= Ulla Engeberg Killias =

Ulla Engeberg Killias (1945–1995) was a Swedish-born painter who lived in Switzerland for most of her adult life.

== Life and work ==

Killias was born in Stockholm, Sweden, where she also earned her baccalaureate in painting and drawing. She first moved to Switzerland in 1965, when she began her studies at the University of Zurich. She stayed there until 1975, studying art history and German studies, and completing an internship in the field of child psychology.

She married Heinrich Sattler, adopted two children, and moved to St. Gallen, where she assumed the position of senior teacher at a children's therapeutic center. She also continued to study drawing and painting.

After her divorce from Heinrich Sattler in 1977, she married Heinz Killias and lived with him at his home in Bilten. Here she worked as a freelance artist on the restoration of historic buildings.
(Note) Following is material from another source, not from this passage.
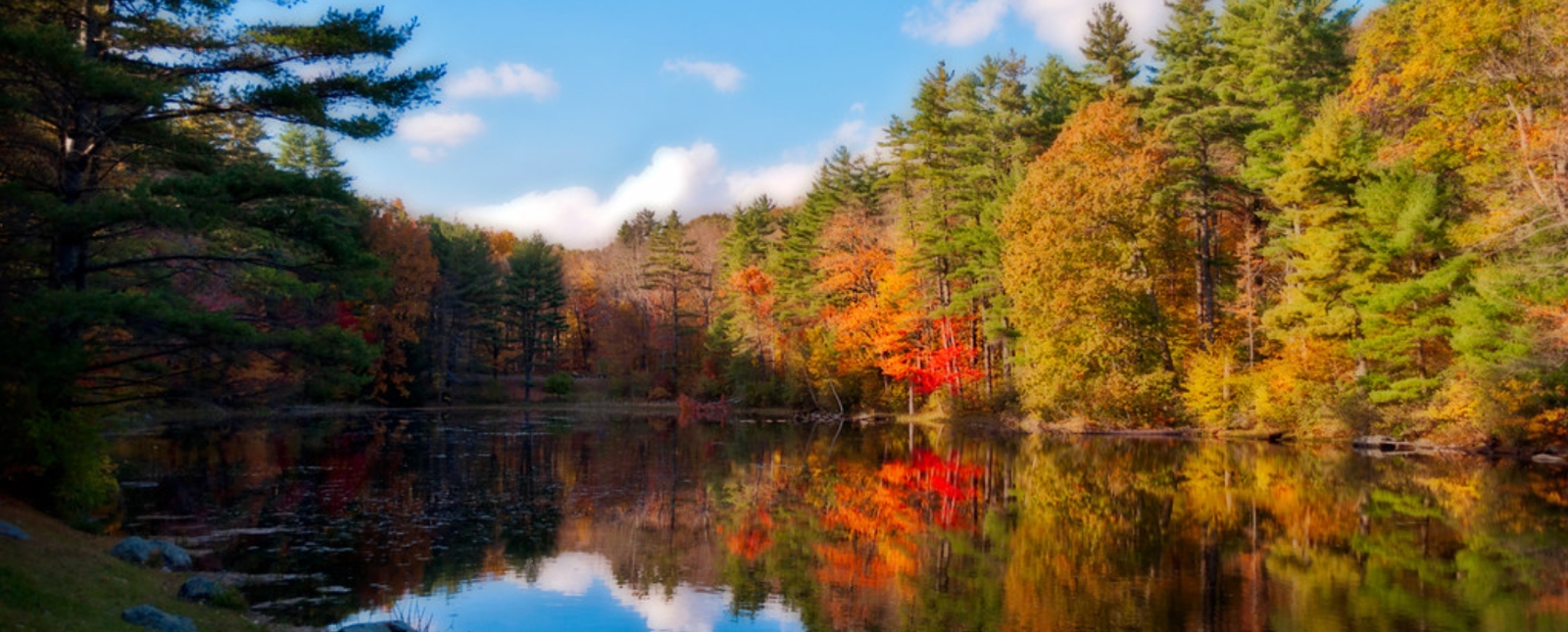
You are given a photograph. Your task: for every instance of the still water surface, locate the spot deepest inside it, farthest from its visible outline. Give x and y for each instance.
(474, 522)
In 1985, she was diagnosed with leukemia. In 1986, she was invited to participate in a touring exhibition in Denmark called "4 Swiss artists." In 1988, she designed the set for the production of the opera Ondine by ETA Hoffmann in Mitlödi. That same year, she opened a painting studio for children, young people, and adults in Netstal. In 1990, she earned her diploma as a painting teacher from the Institute for Humanistic Art Therapy in Zurich. She opened a second art studio, for students and teachers, in Glarus.
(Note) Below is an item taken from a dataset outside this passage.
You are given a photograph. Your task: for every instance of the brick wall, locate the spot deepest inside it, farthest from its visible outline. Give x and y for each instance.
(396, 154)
In 1992, she launched a program for art therapy for cancer patients in collaboration with the Cancer League of Glarus. That same year, she suffered a relapse of leukemia but opened yet another painting studio in Zurich - with Evi Forgo. Her last solo exhibition was in 1994 in Seon. Her last travels took her to El Hierro and Castagneto Carducci.

She is buried in Glarus's city cemetery.